It’s not by having a “breakfast for champions”. The best way to start your day is a method with which you will achieve fantastic overall health, fitness, physical and psychological wellbeing.
The famous saying, the Early Bird gets the Worm, was coined for a reason. For centuries people who practice early rising have reaped the benefits. If we looked back to our primal ancestors some 2000 years ago, they had to rise very early, every day, just to hunt and gather, to survive. There wasn’t room for relaxing and sleeping back in those days!
In today’s modern technology-driven society, one can argue that the time of day doesn’t matter, as long as the work gets done. That’s one way to look at it, but there are indisputable health benefits to rising early, which I’ll explore here.

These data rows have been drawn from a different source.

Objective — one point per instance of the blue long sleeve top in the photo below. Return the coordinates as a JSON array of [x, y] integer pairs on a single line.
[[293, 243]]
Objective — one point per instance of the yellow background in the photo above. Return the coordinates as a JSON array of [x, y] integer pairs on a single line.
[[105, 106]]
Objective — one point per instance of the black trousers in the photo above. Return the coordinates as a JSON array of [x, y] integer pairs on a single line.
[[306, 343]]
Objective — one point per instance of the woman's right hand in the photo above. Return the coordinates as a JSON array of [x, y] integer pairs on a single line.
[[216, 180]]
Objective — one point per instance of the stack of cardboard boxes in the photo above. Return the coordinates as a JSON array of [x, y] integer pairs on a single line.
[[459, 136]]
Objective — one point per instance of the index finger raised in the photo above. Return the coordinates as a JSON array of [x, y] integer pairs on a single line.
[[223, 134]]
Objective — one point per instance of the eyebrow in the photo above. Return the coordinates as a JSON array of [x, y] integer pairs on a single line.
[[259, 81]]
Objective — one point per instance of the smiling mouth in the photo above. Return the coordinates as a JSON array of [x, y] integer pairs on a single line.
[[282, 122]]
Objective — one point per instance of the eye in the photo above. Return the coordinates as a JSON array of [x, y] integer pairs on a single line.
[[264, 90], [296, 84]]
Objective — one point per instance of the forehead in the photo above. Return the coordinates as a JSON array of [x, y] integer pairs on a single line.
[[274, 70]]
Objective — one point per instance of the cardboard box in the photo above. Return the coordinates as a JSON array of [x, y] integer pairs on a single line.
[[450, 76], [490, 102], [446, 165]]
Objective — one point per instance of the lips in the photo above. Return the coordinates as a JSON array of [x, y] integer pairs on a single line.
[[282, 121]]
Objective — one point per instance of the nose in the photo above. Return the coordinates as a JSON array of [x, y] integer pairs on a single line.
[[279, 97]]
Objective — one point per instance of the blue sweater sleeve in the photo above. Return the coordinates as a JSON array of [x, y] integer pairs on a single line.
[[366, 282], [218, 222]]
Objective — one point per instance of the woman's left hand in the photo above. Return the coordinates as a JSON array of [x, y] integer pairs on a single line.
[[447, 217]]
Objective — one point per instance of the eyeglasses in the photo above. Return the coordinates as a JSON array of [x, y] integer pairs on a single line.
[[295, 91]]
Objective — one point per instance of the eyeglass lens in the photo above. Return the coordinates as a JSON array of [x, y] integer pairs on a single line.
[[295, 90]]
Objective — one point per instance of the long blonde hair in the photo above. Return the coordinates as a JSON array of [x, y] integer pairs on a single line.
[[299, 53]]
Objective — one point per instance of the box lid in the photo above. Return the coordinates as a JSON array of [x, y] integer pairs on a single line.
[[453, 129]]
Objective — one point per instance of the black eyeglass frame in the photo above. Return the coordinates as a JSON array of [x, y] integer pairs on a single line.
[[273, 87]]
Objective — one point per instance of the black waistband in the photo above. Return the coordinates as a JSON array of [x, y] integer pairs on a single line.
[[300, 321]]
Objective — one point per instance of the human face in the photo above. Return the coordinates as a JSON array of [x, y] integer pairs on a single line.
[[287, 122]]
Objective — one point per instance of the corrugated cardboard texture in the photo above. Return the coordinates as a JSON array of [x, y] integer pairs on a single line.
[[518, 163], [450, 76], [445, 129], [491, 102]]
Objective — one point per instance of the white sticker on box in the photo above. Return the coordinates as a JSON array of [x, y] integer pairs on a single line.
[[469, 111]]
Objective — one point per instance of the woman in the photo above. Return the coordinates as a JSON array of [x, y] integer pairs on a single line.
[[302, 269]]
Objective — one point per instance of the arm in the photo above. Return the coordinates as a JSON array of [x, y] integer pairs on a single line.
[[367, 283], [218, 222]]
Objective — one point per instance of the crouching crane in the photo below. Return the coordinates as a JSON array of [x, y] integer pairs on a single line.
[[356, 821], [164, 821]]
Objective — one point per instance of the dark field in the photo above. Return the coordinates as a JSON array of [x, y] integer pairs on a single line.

The focus of this article isn’t about success or money, but instead, about our physical and psychological wellbeing and overall health, and how best to improve these areas.
More Time.
Getting up early to maximize the hours you have in a day is always a good idea. If I’m up at 6 am and go to bed at 10 pm, I’ve enjoyed 16 hours of the day time, where I’m active, getting things done, or just enjoying life.
If I get up at 9 am and go to bed at 11 pm, I’ve had 14 hours of awake time while missing sunrise and the significant positive effects early hours have on your body and mind.
Doing the math, 16 hours a day, gives me 5840 hours of awake time, while 14 hours gives me 5110 hours awake time per year. The two extra hours per day allow for 730 more hours of awake time. That equates to about 30 days more time awake per year! I think I’ll aim for the 16 hours rather than the 14, you?
This simple exercise demonstrates the amount of extra quality time you can have awake every year if you rise earlier. Okay, some may say, “I’m awake 16 or even 18 hours a day, as I stay up later, and I can handle that”.
The Health Effect.
You certainly can manage that sort of rhythm for a while, but after some time, you will likely end up feeling overly tired and stressed out. Also, you may not be doing your immune system and general health much good if you are only sleeping four to six hours every night.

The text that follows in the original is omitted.